自分を見出す

 学生たちに施設実習を体験させる。施設に学生を連れて行き、一人ずつ子どもをあてがって90分遊ばせ、子どもと会って帰るまでの経過をできるだけ再現するように記録させ、レポートそして提出させる。1回の記録がA4一枚から二枚に書かれる。それが前期で5~6回、後期で7~8回になる。前期後期の終わりにそれらをA4二枚にまとめさせる。まとめ方は各人自由である。そのまとめ方を通して学生たちがそれぞれ子どもとどのようにかかわっていたか、子どもの心の流れがわかる。

 心はこれと言って単一に捉えられるものではない。行動の経過の中に見えてくるものである。事実の経過を見てみるとわかる。事実の経過を物語的に見ると心がわかるので、ある人は心という言葉を使わずに物語と言った。確かに物語の中に私たちは心を見出すことができる。心は行動の経過中で、あるいは、いろいろなことの布置の中に表れ出るものである。

 この観点から考えると、自分を発見するにはとにかく少しでも興味あることに向かって行動してみることが必要であることがわかる。行動して流れを作ってみないことには自分の心が見出せないのである。

 閉じこもりの人の中には、自分がやるべきことが明らかになるまでじっと待って居よう、自分が明らかになるまで行動しても無駄であると考えている人がある。

 

 じっとしていては自分は見つからない。

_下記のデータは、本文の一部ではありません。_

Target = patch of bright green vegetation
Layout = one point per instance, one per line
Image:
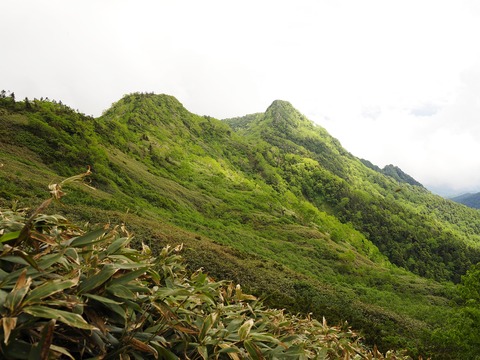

行動して始めてこれでもないあれでもないということがわかる。そのうちに自分にはこういうことが面白かったからここの道を歩いていきたいと考えるようになる。自分の道は長い間の経験の漠然とした中から浮かび上がってくるのである。自分で行動し、それを心に刻み、それをまとめて振り返り、それを自分自身や人に語るときやっと自分らしいものが見えてくるのではなかろうか。